For someone interested in a short sale, an experienced Realtor can be helpful in navigating through the process. One of the first steps for the homeowner is to contact their lender’s loss mitigation department to discuss their situation and give permission for their Realtor to communicate with them. The bank will expect evidence from the homeowner that a hardship has been incurred, there is an inability to make ongoing mortgage payments, they are unable to qualify for a loan modification, and there are no other assets to pay all or part of the debt. After the bank is on board, a short sale is handled much the same as a traditional sale, but with the bank negotiating offers, not the homeowner. And although there are a few more steps involved, most experienced agents can easily handle a short sale.
There are some things that homeowners should be aware of when considering a short sale. A second mortgage, for example, can make a short sale more challenging.

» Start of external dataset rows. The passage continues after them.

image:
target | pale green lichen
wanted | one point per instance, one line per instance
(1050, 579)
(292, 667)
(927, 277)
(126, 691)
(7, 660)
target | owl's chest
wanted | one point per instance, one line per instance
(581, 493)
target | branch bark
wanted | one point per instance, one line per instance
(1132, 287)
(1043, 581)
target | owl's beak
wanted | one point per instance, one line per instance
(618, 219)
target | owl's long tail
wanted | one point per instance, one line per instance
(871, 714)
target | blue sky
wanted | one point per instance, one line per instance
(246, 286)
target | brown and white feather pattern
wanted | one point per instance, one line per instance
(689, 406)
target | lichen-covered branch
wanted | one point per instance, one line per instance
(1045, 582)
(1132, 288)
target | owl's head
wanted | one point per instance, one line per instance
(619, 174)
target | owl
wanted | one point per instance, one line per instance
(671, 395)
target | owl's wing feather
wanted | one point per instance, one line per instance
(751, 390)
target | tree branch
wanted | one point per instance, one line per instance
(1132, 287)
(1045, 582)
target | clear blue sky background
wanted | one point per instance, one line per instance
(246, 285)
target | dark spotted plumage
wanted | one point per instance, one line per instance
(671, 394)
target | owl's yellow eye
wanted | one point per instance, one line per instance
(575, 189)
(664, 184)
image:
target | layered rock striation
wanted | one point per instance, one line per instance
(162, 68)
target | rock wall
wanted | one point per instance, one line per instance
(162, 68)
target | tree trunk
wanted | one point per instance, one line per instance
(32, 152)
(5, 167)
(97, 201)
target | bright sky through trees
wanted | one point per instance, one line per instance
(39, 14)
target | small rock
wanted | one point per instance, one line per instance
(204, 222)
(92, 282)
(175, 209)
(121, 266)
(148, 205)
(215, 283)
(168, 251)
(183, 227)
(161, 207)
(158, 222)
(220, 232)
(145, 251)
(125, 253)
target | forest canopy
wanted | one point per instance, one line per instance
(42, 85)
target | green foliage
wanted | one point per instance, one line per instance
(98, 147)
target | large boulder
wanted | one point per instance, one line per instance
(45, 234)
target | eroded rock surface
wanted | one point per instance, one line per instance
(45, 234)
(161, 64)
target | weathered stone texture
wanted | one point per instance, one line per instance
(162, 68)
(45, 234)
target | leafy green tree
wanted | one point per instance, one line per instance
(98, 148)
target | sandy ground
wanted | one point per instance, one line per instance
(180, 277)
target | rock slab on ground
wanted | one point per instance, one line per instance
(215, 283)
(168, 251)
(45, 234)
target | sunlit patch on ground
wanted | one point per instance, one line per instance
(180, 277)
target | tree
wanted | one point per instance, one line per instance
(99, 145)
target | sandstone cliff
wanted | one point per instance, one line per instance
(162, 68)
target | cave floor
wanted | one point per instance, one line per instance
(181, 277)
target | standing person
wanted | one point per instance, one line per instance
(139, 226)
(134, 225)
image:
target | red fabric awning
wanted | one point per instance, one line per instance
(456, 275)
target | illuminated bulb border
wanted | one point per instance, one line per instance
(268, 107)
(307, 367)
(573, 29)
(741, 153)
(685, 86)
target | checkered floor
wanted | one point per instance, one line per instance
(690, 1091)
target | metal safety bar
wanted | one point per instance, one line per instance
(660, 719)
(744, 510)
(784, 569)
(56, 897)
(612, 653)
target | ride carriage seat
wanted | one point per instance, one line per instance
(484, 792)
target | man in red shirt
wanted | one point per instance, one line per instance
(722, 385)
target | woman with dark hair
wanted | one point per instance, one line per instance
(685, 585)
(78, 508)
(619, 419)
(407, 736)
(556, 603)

The difference between the lender’s proceeds from the sale and the amount of the outstanding mortgage may or may not be forgiven by the bank, although the merits of pursuing the remainder through a judicial action would appear fruitless considering the documented hardship of the seller. If the debt is forgiven by the lender, the amount forgiven is taxable, unless the home is a principal residence. In that case, the amount is not currently taxable under the Mortgage Forgiveness Debt Relief Act of 2007.
In recent years, short sale negotiation companies have attempted to insert themselves into the process. Their claimed expertise is to handle the negotiation with the bank on behalf of the listing agent. To compensate them for their involvement, the homeowner is typically required to sign a contract requiring any future buyer of their home to pay the negotiation firm a fee. This fee can be significant and along with its unusual nature can sometimes be offensive to potential buyers. Because of this, home buyers looking at short sales should always inquire upfront about any fees that they would have to pay to a short sale negotiation firm, so that it can be factored into their offer.
Fear of losing one’s home is something none of us ever want to experience. But unexpected hardships can happen to any of us. If you are a distressed homeowner in fear of losing your home, be sure to discuss your options with trusted advisors who have your best interest at heart. And if you conclude that you can no longer afford your home and are upside down on your mortgage, be sure to consult with an experienced Realtor who understands and has direct experience with short sales.